Acompanhamento em tempo real
A Pontotel possui muitas facilidades para o seu negócio, uma delas é o acompanhamento em tempo real dos apontamentos.
Ou seja, você consegue acompanhar pelo aplicativo ou pelo site quais funcionários já chegaram na empresa e qual foi o horário de entrada.
Dessa maneira, é possível saber de forma mais rápida se um funcionário está atrasado, se ele chegou no horário ou se tem alguém fazendo horas extras, por exemplo.
Controle de horas extras
Um sistema de ponto ajudará os gestores a identificar quais funcionários estão realizando horas extras e qual a quantidade total.
Com o sistema da Pontotel você possui um painel onde é possível analisar as informações de todas as jornadas realizadas durante o mês.
Através desses dados, os gestores conseguem tomar decisões mais assertivas e podem saber como diminuir custos necessários.
Saiba qual o software de controle ponto ideal para o gerenciamento do seu comércio
Imagine ter o controle total sobre a carga horária dos seus funcionários no comércio, sem dores de cabeça ou preocupações.

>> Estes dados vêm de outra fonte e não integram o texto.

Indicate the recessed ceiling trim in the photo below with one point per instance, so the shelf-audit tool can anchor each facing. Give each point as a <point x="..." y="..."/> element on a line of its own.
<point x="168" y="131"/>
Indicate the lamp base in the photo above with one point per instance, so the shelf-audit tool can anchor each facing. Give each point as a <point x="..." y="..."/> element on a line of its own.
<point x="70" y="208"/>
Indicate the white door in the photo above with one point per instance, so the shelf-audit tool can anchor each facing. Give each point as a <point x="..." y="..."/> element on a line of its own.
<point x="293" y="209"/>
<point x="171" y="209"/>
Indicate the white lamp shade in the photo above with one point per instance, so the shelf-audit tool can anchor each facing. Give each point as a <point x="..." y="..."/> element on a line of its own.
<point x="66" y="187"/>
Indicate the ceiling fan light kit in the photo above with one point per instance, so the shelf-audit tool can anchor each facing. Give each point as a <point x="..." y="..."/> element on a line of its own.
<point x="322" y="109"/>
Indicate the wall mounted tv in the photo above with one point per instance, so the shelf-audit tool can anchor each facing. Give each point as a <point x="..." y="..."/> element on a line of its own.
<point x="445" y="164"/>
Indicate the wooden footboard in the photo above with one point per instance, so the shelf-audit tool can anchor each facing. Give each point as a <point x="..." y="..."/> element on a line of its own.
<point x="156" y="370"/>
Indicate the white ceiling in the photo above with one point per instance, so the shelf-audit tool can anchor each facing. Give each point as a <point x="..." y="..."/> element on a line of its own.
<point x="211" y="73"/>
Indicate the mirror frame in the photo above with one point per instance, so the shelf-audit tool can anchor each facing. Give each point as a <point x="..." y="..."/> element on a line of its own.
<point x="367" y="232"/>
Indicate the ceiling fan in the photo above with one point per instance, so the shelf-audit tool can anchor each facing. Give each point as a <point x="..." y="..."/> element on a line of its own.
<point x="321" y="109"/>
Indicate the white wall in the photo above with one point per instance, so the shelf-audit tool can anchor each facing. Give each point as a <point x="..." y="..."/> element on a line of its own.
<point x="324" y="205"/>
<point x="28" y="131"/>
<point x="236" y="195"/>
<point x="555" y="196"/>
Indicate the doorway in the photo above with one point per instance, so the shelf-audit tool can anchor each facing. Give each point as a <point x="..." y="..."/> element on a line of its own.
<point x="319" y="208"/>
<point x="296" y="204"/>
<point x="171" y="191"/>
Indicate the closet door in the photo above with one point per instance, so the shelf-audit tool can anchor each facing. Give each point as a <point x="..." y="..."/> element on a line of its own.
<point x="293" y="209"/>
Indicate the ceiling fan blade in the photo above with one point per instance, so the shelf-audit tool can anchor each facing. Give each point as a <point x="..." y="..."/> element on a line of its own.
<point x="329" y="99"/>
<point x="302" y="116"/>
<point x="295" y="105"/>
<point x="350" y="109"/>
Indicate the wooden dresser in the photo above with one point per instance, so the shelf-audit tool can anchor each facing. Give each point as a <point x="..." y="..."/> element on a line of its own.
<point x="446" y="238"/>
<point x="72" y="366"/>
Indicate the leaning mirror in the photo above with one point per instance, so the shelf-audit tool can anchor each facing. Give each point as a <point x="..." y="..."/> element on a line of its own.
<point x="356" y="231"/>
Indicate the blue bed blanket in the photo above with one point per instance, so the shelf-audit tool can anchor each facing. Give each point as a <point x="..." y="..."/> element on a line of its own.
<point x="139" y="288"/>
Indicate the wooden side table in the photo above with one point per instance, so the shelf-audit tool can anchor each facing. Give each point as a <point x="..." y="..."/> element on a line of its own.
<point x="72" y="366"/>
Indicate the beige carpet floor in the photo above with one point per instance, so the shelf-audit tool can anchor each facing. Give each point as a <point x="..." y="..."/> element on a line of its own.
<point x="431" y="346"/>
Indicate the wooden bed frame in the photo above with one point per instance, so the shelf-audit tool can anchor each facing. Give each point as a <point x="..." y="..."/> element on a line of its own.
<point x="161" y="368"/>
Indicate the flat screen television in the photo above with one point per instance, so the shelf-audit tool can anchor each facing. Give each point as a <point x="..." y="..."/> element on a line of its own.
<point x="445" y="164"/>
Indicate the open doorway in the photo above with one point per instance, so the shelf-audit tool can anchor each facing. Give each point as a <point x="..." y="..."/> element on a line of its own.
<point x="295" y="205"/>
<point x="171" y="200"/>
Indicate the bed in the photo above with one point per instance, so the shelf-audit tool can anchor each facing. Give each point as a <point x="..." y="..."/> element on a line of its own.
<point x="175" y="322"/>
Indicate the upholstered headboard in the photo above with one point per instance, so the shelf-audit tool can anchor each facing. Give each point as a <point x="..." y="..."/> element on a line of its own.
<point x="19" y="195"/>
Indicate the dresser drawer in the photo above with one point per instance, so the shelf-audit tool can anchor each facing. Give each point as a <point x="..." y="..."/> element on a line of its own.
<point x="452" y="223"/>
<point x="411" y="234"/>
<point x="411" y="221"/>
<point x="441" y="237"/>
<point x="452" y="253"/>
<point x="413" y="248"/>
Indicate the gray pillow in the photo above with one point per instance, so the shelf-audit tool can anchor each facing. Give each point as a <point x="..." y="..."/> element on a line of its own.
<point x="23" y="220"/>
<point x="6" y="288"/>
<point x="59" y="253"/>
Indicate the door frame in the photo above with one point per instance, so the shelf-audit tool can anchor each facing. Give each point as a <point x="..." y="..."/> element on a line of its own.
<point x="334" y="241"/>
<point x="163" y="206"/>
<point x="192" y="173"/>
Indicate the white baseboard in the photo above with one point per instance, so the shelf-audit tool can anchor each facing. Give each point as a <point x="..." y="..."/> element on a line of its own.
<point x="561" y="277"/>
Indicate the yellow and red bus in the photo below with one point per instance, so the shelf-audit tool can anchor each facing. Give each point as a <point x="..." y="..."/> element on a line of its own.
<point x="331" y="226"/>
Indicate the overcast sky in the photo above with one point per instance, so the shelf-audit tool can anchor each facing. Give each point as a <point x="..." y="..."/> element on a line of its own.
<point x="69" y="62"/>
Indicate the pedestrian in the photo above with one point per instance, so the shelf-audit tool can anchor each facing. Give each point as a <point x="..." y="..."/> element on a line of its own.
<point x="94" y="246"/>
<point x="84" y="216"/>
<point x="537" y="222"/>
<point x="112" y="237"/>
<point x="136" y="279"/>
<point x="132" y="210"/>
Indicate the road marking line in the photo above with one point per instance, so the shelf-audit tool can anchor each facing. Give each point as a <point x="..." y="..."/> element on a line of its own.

Com o sistema Pontotel, você consegue gerenciar a carga horária semanal no comércio dos colaboradores de forma eficiente.
Desde a distribuição flexível das horas de trabalho até o gerenciamento das escalas e acompanhamento em tempo real, nossa plataforma simplifica cada aspecto da gestão de horários.
Não importa se sua empresa segue a escala 5×1, 5×2 ou 6×1, a Pontotel garante que tudo funcione perfeitamente, permitindo que você se concentre no crescimento do seu negócio.
Com mais de 30 relatórios personalizáveis e um aplicativo intuitivo para registro de ponto, a Pontotel oferece a solução completa para suas necessidades de controle de ponto na área comercial.
Agende uma conversa gratuita com um de nossos especialistas hoje mesmo e descubra como podemos ajudar a otimizar a gestão do seu comércio de forma eficaz e segura.

Conclusão
Nesse artigo reunimos informações sobre como a carga horária semanal comércio possui algumas particularidades e quais as principais regras determinadas pela CLT.
Por isso é importante saber quantas horas de trabalho por dia no comércio são permitidas para estar de acordo com a lei trabalhista do comércio.
Assim a empresa consegue atender o público de maneira eficiente e estar dentro das normas e através das escalas os funcionários sabem quais serão seus horários de trabalho e quais os dias de folga.
Sempre que houver dúvidas quanto a alguma norma trabalhista, consulte alguém especializado e veja as regras determinadas pelos sindicatos dos comerciários.